Cisco ACI is a market leading, SDN based networking technology that keeps applications as the focal point of data center infrastructure and enables the creation of an agile, open and secure architecture.

Challenge


Transitioning to an Application Centric data center and getting used to the new network operation model is a gradual process. To ensure a smooth transition, it is important to have tools to manage this heterogeneous network environment, where modern SDN based, open networking technologies are deployed alongside legacy networks. In such a scenario customers struggle to get deep visibility, effectively monitor and troubleshoot security and change management issues without impacting SLA.

Solution


Cisco ACI, Cisco NetBrain, Cisco Tutorials and Materials, Cisco Learning, Cisco Data Center

The NetBrain solution for Cisco ACI provides a single consistent view containing both network-centric and application-centric contexts of data centers, aiding enterprises to seamlessly transition to an application-centric, intent-based network enabled by Cisco ACI. The integration creates a scalable, versatile automation platform to provide network visualizations and automation for “Day 2” operation workflows, giving network operations teams deeper network visibility and enhanced workflow management for operational tasks.

NetBrain utilizes ACI open REST API framework to collect network data which feeds into its modeling engine. The resulting data model is used to dynamically create visualizations and serve as the foundation for automation and troubleshooting.

Key Use Cases and Benefits


◈ Enhanced visibility across heterogeneous infrastructures

The solution provides numerous forms of visualizations that allow users to visualize ACI network alongside legacy networks, trace application path end-to-end among other visualizations capabilities thereby providing a deep understanding of different design aspects in a heterogeneous environment.

◈ Real-time insights

With the solution, the user can superimpose different data sets from ACI as well as from other management systems in a single consistent view getting powerful change management, correlation, and troubleshooting capabilities.
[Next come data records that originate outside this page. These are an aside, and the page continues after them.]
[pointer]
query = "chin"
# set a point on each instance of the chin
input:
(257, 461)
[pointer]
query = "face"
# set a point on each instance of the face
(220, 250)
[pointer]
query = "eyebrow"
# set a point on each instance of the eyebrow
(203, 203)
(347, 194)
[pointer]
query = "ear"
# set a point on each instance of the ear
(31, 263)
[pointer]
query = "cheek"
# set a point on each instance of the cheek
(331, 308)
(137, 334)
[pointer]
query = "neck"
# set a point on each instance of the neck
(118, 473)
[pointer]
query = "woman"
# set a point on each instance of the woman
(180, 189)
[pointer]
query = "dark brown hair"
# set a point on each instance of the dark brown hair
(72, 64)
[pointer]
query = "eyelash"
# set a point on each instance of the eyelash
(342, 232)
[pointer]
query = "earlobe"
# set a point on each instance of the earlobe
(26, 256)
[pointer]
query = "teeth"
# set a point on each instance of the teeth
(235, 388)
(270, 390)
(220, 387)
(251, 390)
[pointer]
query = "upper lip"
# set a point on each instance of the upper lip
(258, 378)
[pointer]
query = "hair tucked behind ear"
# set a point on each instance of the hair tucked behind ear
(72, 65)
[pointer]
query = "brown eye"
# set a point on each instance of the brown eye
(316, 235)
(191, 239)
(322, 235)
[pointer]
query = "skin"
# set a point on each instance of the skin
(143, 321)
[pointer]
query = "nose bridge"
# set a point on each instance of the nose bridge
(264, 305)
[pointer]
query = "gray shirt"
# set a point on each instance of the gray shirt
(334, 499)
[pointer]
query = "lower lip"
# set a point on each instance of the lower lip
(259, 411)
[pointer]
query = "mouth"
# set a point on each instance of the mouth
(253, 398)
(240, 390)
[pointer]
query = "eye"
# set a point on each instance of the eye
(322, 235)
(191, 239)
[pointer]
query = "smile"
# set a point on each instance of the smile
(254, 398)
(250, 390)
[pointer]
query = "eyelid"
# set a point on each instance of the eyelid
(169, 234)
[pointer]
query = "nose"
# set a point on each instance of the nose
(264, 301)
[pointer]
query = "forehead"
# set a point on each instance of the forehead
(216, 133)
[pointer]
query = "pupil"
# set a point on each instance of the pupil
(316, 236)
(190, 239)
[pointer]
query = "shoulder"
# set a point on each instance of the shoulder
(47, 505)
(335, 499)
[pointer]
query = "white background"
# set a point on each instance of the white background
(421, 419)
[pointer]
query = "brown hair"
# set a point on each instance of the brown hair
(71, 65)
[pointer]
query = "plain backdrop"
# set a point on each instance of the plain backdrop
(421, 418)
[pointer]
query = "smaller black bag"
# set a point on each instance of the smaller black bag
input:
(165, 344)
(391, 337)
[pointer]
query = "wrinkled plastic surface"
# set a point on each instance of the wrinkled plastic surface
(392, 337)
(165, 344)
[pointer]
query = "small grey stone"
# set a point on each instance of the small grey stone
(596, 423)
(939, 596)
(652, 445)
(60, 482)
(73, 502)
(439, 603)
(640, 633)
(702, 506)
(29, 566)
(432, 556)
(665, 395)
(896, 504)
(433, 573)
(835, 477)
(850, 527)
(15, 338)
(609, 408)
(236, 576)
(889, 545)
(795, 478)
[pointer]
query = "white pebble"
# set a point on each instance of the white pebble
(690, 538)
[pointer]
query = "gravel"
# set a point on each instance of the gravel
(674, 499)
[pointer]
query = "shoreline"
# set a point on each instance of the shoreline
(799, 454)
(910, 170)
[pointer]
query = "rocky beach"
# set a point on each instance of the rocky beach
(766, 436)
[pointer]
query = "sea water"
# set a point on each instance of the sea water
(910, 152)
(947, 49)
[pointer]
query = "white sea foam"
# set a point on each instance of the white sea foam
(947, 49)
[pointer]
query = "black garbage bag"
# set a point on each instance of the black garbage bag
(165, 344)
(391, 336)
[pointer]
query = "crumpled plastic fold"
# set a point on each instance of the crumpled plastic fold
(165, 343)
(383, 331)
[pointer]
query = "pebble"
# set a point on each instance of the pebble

◈ Cross-organization collaboration and Knowledge management

Using the integration, users can code best practices and solutions to known problems in the form of a Runbook automation routine and share across the organization. This fosters not only better cross-organization collaboration but also helps enterprise move towards standardizing their troubleshooting workflows.

◈ Reduced resolution time

Leveraging executable Runbook monitor the solution can monitor incidents and trigger a “Level-0” troubleshooting diagnosis as the first course of action. This utility can be further integrated with any ticketing and monitoring solution for expedited incident management.